Neuroblastoma is a deadly solid tumor of childhood and current therapy for high-risk disease has many long-term side effects. We therefore need new treatment that kills tumor cells but not normal cells. Most immunotherapy approaches use the patient’s own immune system to fight their tumor. “Cellular” immunotherapy works by taking blood from the patient, isolating certain infection-killing white blood cells, growing them up outside the body, engineering them to recognize the tumor, then infusing them back into the patient to kill their tumor. White blood cells called alpha-beta (αβ) T cells have been used this way in cancer patients (for example, CAR-T therapy for leukemias), but do not work well for pediatric solid tumors like neuroblastoma. Patient αβ T cells are also worn down by chemotherapy and therefore are not the best source for making a cell therapy product.
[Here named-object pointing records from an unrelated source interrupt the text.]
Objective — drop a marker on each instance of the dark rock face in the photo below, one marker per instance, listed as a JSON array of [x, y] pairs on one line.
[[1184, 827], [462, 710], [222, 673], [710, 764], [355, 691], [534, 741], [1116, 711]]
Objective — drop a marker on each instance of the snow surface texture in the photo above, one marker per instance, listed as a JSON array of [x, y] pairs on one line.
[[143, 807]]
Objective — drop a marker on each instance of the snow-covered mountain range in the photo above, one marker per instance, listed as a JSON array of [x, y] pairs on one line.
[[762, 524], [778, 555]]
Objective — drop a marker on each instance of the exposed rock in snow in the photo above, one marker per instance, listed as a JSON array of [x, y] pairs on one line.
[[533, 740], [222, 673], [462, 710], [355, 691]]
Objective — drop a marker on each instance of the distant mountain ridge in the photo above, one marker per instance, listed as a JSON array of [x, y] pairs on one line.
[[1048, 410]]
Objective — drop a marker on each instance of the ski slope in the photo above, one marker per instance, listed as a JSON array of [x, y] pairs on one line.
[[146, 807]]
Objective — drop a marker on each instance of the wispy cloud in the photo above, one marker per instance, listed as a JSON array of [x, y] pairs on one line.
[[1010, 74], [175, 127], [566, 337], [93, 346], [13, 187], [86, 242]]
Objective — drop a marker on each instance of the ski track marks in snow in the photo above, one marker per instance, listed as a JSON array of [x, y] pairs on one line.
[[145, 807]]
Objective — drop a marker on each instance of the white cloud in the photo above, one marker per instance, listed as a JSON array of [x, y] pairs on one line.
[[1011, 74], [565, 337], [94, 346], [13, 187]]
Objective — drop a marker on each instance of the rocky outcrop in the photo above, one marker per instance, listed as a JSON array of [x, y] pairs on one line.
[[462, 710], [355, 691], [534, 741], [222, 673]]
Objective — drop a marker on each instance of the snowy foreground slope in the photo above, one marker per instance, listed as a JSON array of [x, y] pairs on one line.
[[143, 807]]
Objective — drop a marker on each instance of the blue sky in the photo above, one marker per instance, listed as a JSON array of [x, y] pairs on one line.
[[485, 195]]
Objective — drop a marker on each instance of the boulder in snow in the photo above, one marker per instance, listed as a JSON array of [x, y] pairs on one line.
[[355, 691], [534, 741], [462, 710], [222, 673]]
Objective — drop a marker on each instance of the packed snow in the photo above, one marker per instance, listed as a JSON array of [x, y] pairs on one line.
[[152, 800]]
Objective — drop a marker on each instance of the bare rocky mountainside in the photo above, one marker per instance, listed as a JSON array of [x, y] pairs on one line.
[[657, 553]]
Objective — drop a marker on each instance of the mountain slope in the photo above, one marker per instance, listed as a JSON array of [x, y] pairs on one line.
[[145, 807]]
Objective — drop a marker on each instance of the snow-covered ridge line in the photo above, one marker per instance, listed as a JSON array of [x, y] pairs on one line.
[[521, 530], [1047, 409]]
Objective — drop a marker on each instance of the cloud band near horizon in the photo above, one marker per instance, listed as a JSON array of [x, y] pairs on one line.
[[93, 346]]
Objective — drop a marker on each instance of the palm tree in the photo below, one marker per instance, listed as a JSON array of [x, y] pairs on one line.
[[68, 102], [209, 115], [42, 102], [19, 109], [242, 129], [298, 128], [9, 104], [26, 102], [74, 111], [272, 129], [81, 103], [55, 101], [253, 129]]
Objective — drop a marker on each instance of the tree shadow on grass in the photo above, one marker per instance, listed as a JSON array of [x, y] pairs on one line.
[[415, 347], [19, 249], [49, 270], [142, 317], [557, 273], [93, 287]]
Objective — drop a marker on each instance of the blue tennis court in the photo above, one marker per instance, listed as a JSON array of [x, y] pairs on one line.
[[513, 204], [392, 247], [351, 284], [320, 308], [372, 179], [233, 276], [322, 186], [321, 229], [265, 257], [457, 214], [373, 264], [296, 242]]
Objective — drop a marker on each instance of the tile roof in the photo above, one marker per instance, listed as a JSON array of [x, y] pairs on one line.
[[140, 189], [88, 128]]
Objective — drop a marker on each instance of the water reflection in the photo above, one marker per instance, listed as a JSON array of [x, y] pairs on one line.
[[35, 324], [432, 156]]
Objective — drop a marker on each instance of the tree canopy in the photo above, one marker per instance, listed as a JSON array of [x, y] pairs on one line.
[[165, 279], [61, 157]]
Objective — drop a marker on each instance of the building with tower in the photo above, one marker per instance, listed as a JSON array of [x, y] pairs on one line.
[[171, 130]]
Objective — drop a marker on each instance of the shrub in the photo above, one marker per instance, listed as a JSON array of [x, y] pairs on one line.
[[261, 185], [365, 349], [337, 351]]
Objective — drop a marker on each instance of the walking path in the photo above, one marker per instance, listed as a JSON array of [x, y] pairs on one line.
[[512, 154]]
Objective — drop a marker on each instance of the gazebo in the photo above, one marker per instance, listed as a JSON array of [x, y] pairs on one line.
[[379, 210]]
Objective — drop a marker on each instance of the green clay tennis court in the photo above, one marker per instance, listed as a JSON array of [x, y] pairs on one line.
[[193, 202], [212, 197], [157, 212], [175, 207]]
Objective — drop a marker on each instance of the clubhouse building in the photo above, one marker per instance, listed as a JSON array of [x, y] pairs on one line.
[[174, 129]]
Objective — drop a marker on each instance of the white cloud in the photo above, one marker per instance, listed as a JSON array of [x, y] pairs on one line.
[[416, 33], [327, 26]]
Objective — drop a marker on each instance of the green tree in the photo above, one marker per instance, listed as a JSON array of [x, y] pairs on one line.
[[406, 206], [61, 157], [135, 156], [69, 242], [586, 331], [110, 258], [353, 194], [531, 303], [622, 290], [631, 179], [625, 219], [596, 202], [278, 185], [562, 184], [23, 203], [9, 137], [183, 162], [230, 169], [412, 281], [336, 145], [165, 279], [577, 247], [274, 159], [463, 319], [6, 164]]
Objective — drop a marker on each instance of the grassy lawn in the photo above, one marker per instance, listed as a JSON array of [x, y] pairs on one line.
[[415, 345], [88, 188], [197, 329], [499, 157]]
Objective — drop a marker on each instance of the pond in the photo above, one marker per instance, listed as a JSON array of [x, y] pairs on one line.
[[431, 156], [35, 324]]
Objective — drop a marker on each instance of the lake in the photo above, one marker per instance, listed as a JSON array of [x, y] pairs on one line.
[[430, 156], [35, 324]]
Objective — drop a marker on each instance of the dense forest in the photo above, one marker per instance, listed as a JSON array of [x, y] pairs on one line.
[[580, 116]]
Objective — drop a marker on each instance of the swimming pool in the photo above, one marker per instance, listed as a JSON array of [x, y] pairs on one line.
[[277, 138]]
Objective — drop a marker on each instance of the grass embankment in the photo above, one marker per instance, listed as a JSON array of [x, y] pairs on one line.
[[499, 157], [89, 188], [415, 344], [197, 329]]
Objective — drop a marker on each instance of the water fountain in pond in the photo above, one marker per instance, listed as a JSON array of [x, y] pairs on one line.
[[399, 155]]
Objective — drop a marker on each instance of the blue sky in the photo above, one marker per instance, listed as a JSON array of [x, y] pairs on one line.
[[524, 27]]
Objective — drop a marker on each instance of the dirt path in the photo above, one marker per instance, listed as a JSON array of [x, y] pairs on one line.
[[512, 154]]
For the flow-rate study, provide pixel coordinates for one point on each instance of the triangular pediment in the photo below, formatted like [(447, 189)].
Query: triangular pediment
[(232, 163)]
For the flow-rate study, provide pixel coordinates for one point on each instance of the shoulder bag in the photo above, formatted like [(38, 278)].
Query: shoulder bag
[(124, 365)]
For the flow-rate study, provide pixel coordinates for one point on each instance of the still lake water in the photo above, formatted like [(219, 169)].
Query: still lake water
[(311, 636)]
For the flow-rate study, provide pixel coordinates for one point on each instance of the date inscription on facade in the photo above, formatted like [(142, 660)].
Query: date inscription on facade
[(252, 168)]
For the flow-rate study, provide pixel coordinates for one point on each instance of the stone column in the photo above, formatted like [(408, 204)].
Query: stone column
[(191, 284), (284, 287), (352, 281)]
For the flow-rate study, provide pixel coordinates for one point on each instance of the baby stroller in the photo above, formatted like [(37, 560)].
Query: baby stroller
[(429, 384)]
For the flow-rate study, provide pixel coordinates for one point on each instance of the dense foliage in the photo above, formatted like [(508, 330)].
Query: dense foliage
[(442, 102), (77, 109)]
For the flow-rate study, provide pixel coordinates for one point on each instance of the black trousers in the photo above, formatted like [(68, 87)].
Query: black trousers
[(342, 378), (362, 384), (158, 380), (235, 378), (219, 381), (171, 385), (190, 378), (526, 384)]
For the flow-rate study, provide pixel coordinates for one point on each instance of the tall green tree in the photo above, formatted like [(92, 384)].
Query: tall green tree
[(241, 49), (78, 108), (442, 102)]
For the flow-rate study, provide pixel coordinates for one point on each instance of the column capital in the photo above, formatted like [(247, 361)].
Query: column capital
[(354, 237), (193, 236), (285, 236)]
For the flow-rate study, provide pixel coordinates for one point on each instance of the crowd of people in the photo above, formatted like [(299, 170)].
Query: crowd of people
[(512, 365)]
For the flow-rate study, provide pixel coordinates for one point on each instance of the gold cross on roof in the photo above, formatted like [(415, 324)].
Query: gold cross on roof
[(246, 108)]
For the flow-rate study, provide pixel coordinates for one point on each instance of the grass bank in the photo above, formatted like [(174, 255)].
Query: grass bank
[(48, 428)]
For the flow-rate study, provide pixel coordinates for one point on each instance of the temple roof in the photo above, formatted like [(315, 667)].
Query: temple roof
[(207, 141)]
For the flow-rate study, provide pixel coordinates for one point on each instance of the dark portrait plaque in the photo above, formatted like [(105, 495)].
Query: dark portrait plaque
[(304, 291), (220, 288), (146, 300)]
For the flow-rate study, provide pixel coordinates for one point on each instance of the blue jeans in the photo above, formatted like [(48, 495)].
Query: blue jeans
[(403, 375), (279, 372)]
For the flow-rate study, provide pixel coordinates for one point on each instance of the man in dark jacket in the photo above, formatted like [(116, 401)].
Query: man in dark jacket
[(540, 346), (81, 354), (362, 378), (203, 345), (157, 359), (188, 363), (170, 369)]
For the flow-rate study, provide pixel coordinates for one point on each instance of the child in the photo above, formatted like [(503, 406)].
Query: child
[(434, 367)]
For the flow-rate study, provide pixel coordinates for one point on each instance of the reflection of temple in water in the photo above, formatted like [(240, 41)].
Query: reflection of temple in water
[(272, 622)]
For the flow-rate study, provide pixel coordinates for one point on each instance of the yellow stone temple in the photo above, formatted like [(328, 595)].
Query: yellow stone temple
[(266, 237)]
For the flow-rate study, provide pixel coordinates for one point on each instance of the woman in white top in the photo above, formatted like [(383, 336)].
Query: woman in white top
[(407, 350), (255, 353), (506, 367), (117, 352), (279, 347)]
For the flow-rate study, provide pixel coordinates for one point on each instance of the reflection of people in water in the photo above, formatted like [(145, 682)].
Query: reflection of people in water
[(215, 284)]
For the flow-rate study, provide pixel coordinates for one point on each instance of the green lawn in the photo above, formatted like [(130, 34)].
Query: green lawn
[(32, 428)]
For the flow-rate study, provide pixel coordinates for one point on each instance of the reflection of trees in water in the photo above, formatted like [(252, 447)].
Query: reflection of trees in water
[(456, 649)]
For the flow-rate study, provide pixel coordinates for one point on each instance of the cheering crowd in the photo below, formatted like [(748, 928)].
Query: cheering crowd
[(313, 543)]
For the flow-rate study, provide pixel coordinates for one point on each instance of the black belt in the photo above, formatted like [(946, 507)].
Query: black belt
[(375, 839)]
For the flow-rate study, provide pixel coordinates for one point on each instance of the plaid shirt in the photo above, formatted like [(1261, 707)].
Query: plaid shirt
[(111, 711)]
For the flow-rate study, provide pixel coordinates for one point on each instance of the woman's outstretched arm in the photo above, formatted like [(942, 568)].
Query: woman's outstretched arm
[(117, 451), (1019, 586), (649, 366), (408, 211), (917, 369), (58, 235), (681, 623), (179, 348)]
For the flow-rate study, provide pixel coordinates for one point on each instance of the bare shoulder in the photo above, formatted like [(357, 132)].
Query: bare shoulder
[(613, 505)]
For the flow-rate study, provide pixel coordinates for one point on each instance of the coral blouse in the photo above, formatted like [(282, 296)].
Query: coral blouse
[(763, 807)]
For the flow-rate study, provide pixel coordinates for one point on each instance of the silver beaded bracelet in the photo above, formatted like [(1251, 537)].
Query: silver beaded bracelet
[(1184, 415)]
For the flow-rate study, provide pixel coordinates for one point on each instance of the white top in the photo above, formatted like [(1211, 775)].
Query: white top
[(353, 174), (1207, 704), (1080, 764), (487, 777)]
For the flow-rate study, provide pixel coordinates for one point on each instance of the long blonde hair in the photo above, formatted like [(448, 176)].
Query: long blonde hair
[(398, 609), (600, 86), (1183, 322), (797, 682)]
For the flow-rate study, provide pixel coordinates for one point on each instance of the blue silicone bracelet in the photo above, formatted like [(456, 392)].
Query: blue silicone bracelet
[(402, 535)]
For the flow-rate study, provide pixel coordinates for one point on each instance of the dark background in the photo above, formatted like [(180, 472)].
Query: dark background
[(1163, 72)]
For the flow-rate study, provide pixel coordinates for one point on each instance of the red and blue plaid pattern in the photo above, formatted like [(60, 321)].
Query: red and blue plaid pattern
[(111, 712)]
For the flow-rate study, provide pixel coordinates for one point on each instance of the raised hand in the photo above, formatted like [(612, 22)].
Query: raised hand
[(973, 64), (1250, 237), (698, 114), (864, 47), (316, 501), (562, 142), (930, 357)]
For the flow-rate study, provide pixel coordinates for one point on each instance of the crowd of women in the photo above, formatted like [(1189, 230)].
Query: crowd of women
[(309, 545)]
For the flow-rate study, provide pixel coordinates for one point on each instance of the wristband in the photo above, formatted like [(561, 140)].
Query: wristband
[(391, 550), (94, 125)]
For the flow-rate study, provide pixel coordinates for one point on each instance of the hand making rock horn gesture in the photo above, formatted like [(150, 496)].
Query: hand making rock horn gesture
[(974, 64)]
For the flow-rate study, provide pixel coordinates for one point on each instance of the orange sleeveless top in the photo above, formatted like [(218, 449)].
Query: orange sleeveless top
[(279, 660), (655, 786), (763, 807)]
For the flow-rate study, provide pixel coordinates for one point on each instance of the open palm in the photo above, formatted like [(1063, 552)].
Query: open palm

A different white blood cell called a gamma delta (γδ) T cells, can directly kill neuroblastoma cells and can be taken from a healthy donor and safely given to a patient. We propose to use γδ T cells as a novel cellular immunotherapy for patients with neuroblastoma. We have developed a safer strategy to isolate and grow γδ T cells for human use. In the lab, we have shown that γδ T cells improve cancer killing by low dose chemotherapy and help tumor-targeting antibody therapies like the GD2 antibody dinutuximab to kill neuroblastoma tumors. This work led to a first in human clinical trial of healthy donor gamma delta T cells for patients with refractory/relapsed neuroblastoma.

 

Project Goal:

We now propose to make second-generation healthy donor γδ T cell therapies and translate them into novel clinical trials for patients with neuroblastoma. We will make gamma delta T cells more potent by genetically engineering them to express homing-proteins (called CARs) that target both GD2 and a novel neuroblastoma target called PTK7. These PTK7/GD2 CARs will take the T cell therapy directly to the tumor. We will further engineer PTK7/GD2 CAR γδ T cells to express proteins called cytokines (like IL-15 and IL-21) that help the CAR T cells live longer and be more potent when fighting the tumor. We will use novel assays to determine whether the number of GD2 and PTK7 molecules on the neuroblastoma cell surface affect PTK7/GD2 targeting γδ T cell responses. Most importantly, we will generate additional laboratory data needed to get approval for a first-in-child clinical trial of allogeneic expanded PTK7/GD2 CAR γδ T cells for patients with refractory/relapsed neuroblastoma.